Finding Bad Spam Delights Geeks
(Wired News) When freelance Web developer Joe Stump first installed the e-mail filtering program SpamAssassin, he and a friend started a competition. Each day, the two would look through their junk e-mail and try to find the missive that SpamAssassin had assigned the highest score.
“It was always a little contest between the two of us,” says Stump. “We were always trying to tweak and modify the settings to get it just right. I finally won the contest when I got a spam with a score of 43.”
The popularity of SpamAssassin for filtering out unwanted mail has given birth to a new pastime for many of its users — poring over their deleted mail to find the most egregious spam, at least as ranked by the software.

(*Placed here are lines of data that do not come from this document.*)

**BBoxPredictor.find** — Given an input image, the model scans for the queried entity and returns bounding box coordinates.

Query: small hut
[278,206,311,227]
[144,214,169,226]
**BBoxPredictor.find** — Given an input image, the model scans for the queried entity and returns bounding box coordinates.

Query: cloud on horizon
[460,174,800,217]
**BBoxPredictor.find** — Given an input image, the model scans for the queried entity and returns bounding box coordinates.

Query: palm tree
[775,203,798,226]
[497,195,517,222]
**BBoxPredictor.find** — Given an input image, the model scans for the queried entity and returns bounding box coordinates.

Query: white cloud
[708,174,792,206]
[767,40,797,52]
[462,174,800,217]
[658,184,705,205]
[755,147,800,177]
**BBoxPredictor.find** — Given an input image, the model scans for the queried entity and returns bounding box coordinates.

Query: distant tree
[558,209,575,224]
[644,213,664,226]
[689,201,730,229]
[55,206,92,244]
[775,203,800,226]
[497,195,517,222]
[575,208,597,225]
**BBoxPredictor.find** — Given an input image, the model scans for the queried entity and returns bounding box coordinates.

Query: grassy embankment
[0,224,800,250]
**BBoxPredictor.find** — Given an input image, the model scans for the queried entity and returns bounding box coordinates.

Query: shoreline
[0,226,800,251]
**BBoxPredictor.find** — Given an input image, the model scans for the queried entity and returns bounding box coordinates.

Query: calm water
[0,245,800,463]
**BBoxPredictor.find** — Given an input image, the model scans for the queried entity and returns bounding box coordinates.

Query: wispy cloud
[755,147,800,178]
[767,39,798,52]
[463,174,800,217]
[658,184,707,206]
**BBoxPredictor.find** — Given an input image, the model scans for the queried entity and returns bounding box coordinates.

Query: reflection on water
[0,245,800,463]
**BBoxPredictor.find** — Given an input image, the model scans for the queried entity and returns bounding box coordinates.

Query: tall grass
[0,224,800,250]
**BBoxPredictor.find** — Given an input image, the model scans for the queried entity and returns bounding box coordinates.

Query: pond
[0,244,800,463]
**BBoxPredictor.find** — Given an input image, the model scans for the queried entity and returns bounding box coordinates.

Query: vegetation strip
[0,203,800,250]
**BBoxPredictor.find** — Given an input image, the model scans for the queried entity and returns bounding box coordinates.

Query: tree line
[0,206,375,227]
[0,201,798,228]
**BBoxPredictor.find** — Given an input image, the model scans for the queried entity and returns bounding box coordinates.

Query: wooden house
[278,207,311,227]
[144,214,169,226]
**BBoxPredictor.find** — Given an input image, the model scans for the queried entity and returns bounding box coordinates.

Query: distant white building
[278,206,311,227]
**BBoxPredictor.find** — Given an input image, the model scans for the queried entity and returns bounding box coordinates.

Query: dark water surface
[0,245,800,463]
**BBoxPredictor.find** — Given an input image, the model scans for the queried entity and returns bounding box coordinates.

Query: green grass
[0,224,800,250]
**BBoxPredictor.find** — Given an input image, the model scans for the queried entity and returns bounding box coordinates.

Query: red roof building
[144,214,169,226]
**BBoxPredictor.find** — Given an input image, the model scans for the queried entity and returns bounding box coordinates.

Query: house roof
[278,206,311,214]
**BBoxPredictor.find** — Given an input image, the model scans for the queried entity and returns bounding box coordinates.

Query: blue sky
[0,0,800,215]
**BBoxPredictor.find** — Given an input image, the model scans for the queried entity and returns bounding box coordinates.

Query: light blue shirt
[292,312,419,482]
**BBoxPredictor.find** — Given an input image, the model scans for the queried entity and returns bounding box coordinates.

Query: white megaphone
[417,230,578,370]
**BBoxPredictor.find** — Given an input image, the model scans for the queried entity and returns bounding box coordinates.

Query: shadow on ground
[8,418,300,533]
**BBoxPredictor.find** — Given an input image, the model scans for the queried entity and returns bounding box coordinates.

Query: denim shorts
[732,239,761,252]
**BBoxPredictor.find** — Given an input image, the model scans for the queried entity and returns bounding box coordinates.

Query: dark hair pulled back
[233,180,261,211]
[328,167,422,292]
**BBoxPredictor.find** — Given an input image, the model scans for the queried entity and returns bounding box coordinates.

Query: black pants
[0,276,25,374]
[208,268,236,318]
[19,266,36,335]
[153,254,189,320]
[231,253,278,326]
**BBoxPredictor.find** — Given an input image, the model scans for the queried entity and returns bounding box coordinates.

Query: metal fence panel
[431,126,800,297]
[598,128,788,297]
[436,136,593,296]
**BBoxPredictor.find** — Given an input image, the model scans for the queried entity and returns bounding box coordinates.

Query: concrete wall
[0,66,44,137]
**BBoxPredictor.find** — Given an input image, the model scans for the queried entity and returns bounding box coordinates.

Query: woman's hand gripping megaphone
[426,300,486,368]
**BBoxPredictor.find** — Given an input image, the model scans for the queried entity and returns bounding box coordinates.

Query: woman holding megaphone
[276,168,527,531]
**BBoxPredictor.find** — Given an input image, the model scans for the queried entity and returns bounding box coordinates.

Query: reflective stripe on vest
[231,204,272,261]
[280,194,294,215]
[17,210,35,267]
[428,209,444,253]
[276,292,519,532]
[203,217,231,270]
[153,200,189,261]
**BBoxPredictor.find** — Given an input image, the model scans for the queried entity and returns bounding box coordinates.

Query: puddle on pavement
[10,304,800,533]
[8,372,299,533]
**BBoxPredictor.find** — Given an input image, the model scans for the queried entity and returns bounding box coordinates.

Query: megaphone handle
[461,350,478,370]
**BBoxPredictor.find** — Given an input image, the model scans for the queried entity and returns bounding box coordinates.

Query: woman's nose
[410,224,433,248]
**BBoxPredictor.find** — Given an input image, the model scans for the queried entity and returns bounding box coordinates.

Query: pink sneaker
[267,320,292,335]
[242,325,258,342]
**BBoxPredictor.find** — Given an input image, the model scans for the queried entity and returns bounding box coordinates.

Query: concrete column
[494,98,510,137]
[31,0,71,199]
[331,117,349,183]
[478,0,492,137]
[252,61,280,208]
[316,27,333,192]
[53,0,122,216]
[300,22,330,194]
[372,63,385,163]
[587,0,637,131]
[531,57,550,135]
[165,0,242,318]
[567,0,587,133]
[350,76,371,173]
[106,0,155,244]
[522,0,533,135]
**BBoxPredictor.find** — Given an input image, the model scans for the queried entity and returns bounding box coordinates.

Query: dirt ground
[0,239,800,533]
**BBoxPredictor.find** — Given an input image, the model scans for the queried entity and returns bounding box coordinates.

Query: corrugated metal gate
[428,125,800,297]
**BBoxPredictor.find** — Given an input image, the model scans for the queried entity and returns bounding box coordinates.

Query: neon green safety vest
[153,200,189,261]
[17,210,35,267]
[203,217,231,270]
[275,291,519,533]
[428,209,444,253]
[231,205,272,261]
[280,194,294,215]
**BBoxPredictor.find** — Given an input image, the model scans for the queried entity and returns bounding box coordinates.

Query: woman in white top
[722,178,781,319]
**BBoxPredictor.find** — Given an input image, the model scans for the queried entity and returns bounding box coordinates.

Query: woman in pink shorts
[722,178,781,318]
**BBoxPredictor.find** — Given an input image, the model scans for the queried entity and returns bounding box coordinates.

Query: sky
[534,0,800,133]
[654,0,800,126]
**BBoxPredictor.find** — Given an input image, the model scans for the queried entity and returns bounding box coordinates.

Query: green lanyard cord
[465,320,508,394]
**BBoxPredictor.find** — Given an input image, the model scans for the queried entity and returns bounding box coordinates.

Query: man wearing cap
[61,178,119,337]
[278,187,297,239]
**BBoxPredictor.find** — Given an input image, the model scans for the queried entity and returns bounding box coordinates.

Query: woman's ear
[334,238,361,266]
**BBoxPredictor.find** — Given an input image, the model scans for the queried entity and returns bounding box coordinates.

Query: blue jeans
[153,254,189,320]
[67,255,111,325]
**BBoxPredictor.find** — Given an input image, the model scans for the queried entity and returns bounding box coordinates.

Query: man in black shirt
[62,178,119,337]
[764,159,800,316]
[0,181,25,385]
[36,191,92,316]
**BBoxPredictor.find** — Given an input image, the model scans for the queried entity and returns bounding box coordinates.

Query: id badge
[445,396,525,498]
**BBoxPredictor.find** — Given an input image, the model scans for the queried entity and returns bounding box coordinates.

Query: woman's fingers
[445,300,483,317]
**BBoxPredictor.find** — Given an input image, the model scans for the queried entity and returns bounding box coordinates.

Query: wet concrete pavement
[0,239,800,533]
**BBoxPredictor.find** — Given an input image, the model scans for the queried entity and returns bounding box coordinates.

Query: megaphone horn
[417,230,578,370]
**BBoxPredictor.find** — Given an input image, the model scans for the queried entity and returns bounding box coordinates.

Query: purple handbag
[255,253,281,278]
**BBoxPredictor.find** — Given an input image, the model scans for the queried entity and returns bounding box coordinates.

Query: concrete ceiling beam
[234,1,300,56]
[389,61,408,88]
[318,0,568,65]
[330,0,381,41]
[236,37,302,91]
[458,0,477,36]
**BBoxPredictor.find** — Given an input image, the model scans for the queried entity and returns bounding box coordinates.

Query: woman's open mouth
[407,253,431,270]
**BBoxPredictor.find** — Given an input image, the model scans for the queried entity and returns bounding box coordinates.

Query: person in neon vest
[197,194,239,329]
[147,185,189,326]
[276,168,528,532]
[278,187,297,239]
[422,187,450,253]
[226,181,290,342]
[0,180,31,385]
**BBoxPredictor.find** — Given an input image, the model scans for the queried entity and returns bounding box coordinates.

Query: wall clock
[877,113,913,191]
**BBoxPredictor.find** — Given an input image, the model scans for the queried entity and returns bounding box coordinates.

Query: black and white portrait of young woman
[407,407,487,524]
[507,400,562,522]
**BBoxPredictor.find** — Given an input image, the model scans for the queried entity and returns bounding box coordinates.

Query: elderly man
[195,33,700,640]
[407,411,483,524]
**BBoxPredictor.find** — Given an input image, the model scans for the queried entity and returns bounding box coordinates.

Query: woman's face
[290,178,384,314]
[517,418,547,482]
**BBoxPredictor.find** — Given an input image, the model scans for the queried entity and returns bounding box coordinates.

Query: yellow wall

“It seems to be almost universal,” says Mark Pilgrim, a Web developer and professional trainer in Apex, North Carolina, and the author of a popular weblog about programming. “Everyone seems to be, ‘Ooh, look! Points!'”
SpamAssassin filters out junk mail based on a points system. The program, which resides on the company’s servers, assigns values to various properties of an e-mail, from use of the phrase “call now” to whether the mail header is properly formed. A higher score means the e-mail is more likely to be spam.
On the client side, users can set the threshold of values at which they will accept e-mails. Most users set their spam threshold at about 5.
By comparison, the value of most spam is much higher, about 30 or 40.
There have been online contests looking for the “best” spam. A Slashdot poll about SpamAssassin settings has logged more than 17,000 votes, and more than 400 comments, including comparisons of high-scoring spams. Dozens of bloggers have posted about their scores.
But what is the cause of this fascination?
“I think part of it is that spammers are almost universally stupid,” says Pilgrim. “They’re doing all of these things to avoid detection, but it doesn’t work anymore. All of them thought they were very clever, but it’s exactly those things they were doing that the second-generation tools like SpamAssassin catches.”
There’s certainly some sick pleasure in finding an astronomically high-scoring spam. Some of the messages seem almost perfectly crafted to trigger a spam filter.
“I got one message that was around 70 points,” says Pilgrim. “You wonder if these messages could work on anyone if they’re that bad.”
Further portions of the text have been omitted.